Saturday, February 17, 2007

Birthing pains

I started having migraines in Junior High School. The harbingers were these little swirlies in the middle of my vision, followed by holes in my vision where, for example, I wouldn’t be able to see a person’s right eye when I was looking at them. I could see their whole face if I looked away, but then the hole would be somewhere else. My mind would kind of stitch the face together, so it looked like the person I was looking at just was missing an eye—no hole or anything, just a face with one eye and a nose and then an ear. I’d need to make my way around by turning my head from side to side to get a full range of vision. It was pretty disconcerting, but that was the nice part. All I could do when these harbingers appeared was wait for what came next.

About ten minutes after that the pain would begin. It always started in the top left of my head, just above my eye. It was the kind of pain that would completely knock me out. Now, I have a high threshold of pain. I won’t go into how I know that, but I do, with confidence. But having a pain that shot through my brain, my mind, the seat of my being, was nearly impossible to take. I couldn’t think of something else to take my mind off the pain, because the pain was in the organ that I used to think. Thanks goodness it went away in high school, and didn’t come back for many years.

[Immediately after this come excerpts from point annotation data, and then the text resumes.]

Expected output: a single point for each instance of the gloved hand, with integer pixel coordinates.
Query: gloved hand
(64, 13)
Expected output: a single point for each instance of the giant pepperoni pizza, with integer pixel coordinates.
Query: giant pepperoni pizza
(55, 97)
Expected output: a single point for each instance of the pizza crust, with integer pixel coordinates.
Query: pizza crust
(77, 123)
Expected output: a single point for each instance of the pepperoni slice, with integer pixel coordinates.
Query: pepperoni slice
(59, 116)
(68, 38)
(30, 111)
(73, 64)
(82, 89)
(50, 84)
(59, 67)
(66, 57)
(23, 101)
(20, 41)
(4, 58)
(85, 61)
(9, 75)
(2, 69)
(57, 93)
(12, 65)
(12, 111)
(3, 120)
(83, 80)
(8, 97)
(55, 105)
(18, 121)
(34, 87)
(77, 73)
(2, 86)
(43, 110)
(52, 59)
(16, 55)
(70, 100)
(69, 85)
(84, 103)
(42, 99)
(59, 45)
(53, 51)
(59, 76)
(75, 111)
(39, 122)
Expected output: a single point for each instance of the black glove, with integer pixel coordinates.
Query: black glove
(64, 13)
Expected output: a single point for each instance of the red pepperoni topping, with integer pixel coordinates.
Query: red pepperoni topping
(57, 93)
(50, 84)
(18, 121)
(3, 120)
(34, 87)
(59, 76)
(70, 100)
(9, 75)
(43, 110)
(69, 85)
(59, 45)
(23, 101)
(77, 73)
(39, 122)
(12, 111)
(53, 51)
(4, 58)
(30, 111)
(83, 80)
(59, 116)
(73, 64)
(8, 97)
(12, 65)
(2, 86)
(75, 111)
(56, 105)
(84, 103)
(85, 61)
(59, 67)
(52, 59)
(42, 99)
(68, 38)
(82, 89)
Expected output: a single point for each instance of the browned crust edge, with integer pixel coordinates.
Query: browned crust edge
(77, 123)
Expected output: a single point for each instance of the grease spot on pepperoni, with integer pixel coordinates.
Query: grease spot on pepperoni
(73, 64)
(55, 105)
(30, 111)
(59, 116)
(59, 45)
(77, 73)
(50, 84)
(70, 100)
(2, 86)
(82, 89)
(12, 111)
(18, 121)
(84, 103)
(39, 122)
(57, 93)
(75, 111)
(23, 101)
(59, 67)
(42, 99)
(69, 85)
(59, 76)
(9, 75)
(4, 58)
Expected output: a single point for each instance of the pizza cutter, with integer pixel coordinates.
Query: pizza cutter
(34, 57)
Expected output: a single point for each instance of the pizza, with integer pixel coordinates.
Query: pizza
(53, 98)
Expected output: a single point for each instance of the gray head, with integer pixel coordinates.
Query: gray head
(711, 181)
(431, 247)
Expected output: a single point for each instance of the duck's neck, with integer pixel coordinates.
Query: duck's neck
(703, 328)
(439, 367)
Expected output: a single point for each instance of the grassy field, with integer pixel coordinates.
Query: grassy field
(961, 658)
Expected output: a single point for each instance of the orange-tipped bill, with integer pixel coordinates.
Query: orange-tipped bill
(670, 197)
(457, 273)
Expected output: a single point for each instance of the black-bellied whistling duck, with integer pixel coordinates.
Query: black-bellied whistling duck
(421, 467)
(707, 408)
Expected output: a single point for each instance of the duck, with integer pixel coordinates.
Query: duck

The migraines came back, of all times, on our honeymoon. A combination of planning and executing and paying for a wedding on our own finally caught up with me at its first opportunity. Also, I was launching a new line of comics under Clive Barker’s banner, and I was kind of leaving right before the launch, in order to be back in time for the launch, so that added a bit. We were in Aruba, which is a beautiful island and hot as anything in April, and oh, gosh, just the perfect place to get knocked out by a migraine. The first came two days in, and then about a half a week after that, and the next two days after that and the next the next day, and the next. Daily. Of course, by then I was back in New York at my job, and recognizing this was going to be a problem. Getting the migraines every day meant I could only get about a half a days work in. For many comic book editors, (Ralph Macchio, I hope you’re listening) that’s pretty average. But it wasn’t good for me—I had stuff to get done.

Anyway, that problem is long solved. I mean, I still have them about every six months, but I have a medication now that zonks me out and makes me a bit stupid, but saves me from the pain. The reason I’m writing about it now is as a segue to birthing pains. See, I’d describe the migraine as one of the the worst pains I’d ever felt, an excruciating twist and throb that would literally knock me out from its intensity. Years later, after the birth of Big T, that description made my wife think of labor. She’s never had a migraine and I’ve never given birth, so I don’t know how comparable they are, but my point is the way she put it. She could go through the intense pain of natural childbirth, and have a sort of reward of a healthy kid afterward. And she felt bad for me that I’d go through the migraine and have only the relief of not having it anymore, and the dull throbbing ache that would be left for about 12 hours in aftermath. I think I’m not explaining it right, because it was a sweet thing to say. It was sympathy, of a sort.

Obviously, this one is taking the long way ‘round, here.

My real point here is that I feel like I’ve been having some sort of birthing pains, lately. Not migraines, nor contractions, but clearly a feeling of disquiet that has been coming to a head, expressing itself in exhaustion, and met with a steadfast refusal to rest, because it’s not rest I’m in need of. I feel like my head is exploding with so many ideas that I can’t give any one of them effective focus. I feel like something fundamental is changing in my head, and I can’t exactly pinpoint what that change is, or what its effecting, besides everything. Something’s being born, and I think the anxious exhaustion is in anticipation of the pain. The exhaustion is the swirlie equivalent, harbinger of what’s coming. And all I can do now, is wait.

3 comments:

Don Hudson said...

I'm sorry to read about the pain you are going through. I hope there is something incredible on the other side of it! And for the record, having migranes on your honeymoon must be the worse!

Steve Buccellato said...

I feel your pain.

Actually, I don't. And I'm thankful for that. But sad for you. Sounds awful.

Feel better. I hope there isn't an alien gestating in your skull.

mmclaurin said...

I obviously made this sound worse than it is. Written in a moment of weakness. Alternately feeling better, and not feeling much at all.

And believe me, there's no room for an alien in there. My head is shrinking as I get older. Which is why some of my hair has moved down from the top to the bottom.